I think my mother was sent off to Cheltenham to have me because the family thought it would be safer than our home in Belsize Park. This had originally been built almost bang on top of a huge complex of railway lines going north out of London from Euston, St Pancras and others which were being heavily bombed by the Germans. Before the war my father had been training to be an architect at the London Brixton School of Building, and had joined up as something pretty lowly in the Royal Engineers. He was in bomb disposal in London and subsequently in camouflage in France. Bomb disposal in London apparently involved a lot of time spent in sewers where unexploded bombs often seemed to finish up. When we were old enough he would tell us stories of bomb disposal and the enormous rats down sewers. There was a particularly ghoulish tale of unearthing a coffin in a cemetery excavated to get at a bomb. The coffin contained what they guessed was the partially mummified body of a young woman, crouching. I didn’t tell my kids that story until I thought they were old enough to cope with it. Of course they might never have been, and in any case he might have made it up.

After the war, he went to work for Finchley Borough Council, and continued his architectural course at night school. We went to live in Woodside Park in north London and I went to the same little primary school that he had been to and was taught by the same teachers. He was very proud of working for Basil Spence on the 1951 festival of Britain, but getting nowhere working for the borough council. In 1950 we emigrated to Southern Rhodesia, now Zimbabwe and didn’t return to England until 1958. I might write about all of that another time.

Having returned to the UK I finished my formal education at Highgate School in north London, and went to Bristol University to be a vet in October 1961. I had a good time, failed some exams, and left to get a proper job and grow up. Pam and I got married in July 1963. Jonathan was born in March 1964 and by 1970 we had four children, a house, a mortgage and a dog.

By 1980 I had worked for Xerox Corporation, Granada, Mitsubishi, run management courses in Human Communications at Rolls Royce Technical College, set up my own remarkably unsuccessful microfilm company and in 1979 had been elected a Bristol City Councillor at the beginning of the reign of Thatcher. I might have to write about that some other time as well.

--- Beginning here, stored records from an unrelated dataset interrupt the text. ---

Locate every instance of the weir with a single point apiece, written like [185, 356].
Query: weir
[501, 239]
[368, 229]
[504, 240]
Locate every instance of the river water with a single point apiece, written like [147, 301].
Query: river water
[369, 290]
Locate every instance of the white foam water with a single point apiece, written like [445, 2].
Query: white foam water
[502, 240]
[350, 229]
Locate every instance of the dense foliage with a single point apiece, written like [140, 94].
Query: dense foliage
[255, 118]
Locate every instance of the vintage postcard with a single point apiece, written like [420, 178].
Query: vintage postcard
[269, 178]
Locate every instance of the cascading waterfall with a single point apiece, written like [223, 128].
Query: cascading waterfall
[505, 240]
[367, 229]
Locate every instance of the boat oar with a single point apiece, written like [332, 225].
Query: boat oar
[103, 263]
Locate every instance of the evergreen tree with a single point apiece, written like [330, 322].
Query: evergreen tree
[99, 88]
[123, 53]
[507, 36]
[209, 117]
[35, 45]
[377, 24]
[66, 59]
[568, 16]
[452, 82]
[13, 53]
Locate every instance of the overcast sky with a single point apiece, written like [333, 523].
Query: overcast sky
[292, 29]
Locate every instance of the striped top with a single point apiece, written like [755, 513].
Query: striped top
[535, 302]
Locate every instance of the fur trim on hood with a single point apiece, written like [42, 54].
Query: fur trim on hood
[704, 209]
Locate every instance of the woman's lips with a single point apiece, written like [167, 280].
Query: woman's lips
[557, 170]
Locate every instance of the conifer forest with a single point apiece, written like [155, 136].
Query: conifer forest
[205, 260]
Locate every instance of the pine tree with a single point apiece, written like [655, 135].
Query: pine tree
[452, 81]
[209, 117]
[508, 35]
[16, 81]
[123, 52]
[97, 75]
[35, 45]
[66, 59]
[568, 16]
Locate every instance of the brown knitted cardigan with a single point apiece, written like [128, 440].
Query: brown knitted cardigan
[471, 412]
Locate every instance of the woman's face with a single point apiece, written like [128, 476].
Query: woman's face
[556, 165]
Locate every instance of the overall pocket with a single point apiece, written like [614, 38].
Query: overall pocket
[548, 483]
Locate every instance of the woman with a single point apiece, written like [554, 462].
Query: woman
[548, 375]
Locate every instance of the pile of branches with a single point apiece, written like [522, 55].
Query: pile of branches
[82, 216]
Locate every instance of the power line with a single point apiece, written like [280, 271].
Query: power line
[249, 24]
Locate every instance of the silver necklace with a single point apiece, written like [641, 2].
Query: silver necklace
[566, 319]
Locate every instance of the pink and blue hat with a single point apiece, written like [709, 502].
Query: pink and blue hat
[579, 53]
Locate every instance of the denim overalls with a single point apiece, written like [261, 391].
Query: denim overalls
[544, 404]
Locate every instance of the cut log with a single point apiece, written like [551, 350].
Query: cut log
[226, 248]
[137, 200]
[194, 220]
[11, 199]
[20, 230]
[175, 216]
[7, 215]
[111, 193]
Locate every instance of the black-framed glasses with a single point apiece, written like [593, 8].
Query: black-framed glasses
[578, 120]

In 1983 Pam and I were divorced after twenty years of marriage, and Claire and I were married in December 1984. I set out on a new career of doing small works building repairs and sticking old buildings together which kept me happily out of trouble until I retired in 2006.

It was then that I was delighted to discover what interesting things people would let you do if you didn’t want any money for doing them.

I embarked on a series of projects some of which involved building things and others about going to places. And there are those consisting largely of me banging on about things I care about or things that I think could be done to make the world a better place. They are all probably somewhere on this website for your improvement, diversion or amusement.

Now 80, and therefore properly classed as ancient, I am somewhat surprised to still be here and apparently in fairly decent working order.